A state where critics of the state can be criminalized is one where they will not speak. A country where members of the opposition party can be implicated in imaginary crimes is one where they will not run. And a nation where the president can simply demand investigations of those he dislikes is one where free elections cannot take place. When abuses of power are left unchecked, their damage compounds. A president who gets away with such things will attempt to get away with far worse. This is a road map to despotism, and the more vigorously Republicans defend the president, the closer they come to embracing it.
In October, Senator Lindsey Graham stated that he might support impeachment: “If you could show me that Trump actually was engaging in a quid pro quo, outside the phone call, that would be very disturbing.” But now that multiple Trump officials have testified that the president wanted to condition aid to Ukraine on a public announcement that Joe Biden and his son were under investigation, Republican senators have decided strong-arming Ukraine to frame Biden was not just proper, but admirable. “He honestly believes that there may have been corruption in Ukraine, and before he turns over $400 million of American taxpayer money, he’s entitled to ask,” Senator John Kennedy told The Washington Post.

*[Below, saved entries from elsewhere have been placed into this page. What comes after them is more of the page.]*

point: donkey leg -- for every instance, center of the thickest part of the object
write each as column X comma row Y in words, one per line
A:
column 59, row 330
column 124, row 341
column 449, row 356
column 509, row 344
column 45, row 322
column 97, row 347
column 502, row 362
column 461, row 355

Similarly, Trump’s allies in the conservative media have gone from denying that the president engaged in extortion to justifying it. The conservative pundit Ben Shapiro went from “No quid pro quo, no impeachment … no moving goalposts” to “There was a quid pro quo. The question was if it was a corrupt quid pro quo.” Fox News personalities have similarly argued that there was no quid pro quo, but that even if there was, Trump was duty-bound to extort Ukraine into framing the Bidens for a crime that never took place. The arguments may change, but their logic never does: Trump is infallible, and his critics, whether liberal Democrats or lifelong Republicans, are illegitimate.
As with Trump’s obstruction of the Mueller investigation, Republicans set red lines they believed Trump would never be so stupid and corrupt as to cross. But now that they’ve learned he did, most Republicans are fine with it. This dynamic persists because Republican officials no longer feel any obligation toward American citizens who are not Trump supporters. Yes, elected Republicans have a duty to represent their constituencies. But the point of representative government is having elected officials who can distinguish between when it is time to seek political advantage, and when it is time to shield the foundational elements of democracy itself from destruction.
The Republican embrace of “Real America” talk has hardened from political rhetoric into ideological principle. Those who are not Real Americans cannot legitimately wield power or criticize those who do, and therefore no effort to deprive those who are not Real Americans of power can be illegitimate. Nationalism, by definition, draws lines around who belongs and who does not; the core of Trumpist nationalism is the claim that the minority of voters who support the president are the only ones empowered to shape the direction of the country, and the only ones who can confer legitimacy on the U.S. government. The president’s supporters have begun arguing not only that the constitutional process of impeachment is illegitimate, but that Trump losing reelection would be a “coup.”